Crystal clear was the memory of Sam looking up at him after he’d asked her. That memory was sharp as a Polaroid. Painfully bright. She looked like a princess, radiant in the firelight. Dark, exotic eyes widening, those soft, full lips parting slightly in surprise. Hair hanging over one shoulder in a thick plait of black silk. He remembered clearly what was in her eyes. Hope. Deliverance. Love. Excitement. She had looked at him like a poor child finding Santa Claus. Like he was a hero. He’d never felt so important in his life.
What a fraud you are, Willie-boy. That was all he had ever been, an impostor, a con man. Prince Will, pretender to the throne of Rafferty. Nobody’s hero. Nobody’s husband. He didn’t do commitment. He specialized in meaningless charm. The man with no substance. Style, guile, and a pretty smile.

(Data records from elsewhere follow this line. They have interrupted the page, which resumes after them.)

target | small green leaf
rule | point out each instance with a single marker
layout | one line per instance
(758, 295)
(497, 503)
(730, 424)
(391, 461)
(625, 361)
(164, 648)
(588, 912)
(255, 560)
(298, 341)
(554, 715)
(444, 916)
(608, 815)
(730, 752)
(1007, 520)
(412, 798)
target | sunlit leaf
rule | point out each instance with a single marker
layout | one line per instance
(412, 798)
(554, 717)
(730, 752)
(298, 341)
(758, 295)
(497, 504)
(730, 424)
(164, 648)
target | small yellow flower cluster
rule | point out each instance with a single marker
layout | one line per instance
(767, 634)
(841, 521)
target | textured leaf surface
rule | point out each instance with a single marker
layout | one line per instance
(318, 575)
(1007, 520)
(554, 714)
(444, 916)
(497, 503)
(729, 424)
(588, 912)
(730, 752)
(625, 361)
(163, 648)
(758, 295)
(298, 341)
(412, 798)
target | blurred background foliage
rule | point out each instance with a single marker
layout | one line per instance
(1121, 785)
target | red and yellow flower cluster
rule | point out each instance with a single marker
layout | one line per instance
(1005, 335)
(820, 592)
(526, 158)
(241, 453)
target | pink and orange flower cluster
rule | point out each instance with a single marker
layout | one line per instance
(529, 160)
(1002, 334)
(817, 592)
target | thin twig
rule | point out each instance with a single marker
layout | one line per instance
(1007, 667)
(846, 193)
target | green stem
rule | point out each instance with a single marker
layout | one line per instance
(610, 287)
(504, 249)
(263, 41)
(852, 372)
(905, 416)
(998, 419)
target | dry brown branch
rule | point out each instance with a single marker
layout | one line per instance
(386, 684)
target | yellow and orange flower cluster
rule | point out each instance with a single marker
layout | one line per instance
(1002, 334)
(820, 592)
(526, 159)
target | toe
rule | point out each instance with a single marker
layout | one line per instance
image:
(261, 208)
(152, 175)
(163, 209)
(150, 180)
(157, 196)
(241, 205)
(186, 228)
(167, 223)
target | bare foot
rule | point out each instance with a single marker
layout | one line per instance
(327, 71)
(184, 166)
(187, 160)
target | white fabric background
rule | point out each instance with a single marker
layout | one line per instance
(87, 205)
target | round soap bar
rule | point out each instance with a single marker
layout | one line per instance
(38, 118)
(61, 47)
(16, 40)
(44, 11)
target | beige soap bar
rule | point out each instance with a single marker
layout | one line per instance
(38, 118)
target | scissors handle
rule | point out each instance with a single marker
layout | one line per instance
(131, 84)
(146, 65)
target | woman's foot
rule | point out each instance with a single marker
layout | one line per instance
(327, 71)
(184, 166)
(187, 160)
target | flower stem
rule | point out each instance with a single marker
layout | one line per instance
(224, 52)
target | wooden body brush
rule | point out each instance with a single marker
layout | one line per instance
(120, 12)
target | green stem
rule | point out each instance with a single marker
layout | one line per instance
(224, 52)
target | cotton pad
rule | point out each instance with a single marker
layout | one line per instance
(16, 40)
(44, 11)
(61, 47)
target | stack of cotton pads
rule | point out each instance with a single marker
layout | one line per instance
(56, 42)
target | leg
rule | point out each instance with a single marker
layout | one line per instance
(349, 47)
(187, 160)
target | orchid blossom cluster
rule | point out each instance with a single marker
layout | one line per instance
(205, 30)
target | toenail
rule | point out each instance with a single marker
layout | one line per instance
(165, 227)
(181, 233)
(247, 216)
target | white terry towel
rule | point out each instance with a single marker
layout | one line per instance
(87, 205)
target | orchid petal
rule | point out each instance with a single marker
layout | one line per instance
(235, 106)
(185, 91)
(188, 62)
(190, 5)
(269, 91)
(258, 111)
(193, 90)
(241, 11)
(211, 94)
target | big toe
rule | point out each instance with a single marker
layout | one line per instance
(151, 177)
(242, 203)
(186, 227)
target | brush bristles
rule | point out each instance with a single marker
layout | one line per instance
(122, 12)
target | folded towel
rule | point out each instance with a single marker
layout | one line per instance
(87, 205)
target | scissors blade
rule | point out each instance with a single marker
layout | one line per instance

He had fooled her into loving him. Married her without a hint of conscience. Hurt her with selfish intent, dealt heartache with a lavish hand. Why would she ever take him back? Any woman in her right mind would sooner cut his black heart out with a rusty knife and feed it to the coyotes.
Seeing Bryce kiss her had nearly spared her the trouble. He had been as faithless as a tomcat, remorseless and smug. But seeing that one kiss had turned it all right around on him and plunged the blade straight into his chest.
What did you expect, Willie-boy?
Had he thought she would wait forever? Had he expected her to pine away for him the way his father had done over his mother’s betrayal? What had he thought?
That the trouble of his marriage would just go away so he wouldn’t have to deal with it or take the blame or face the consequences.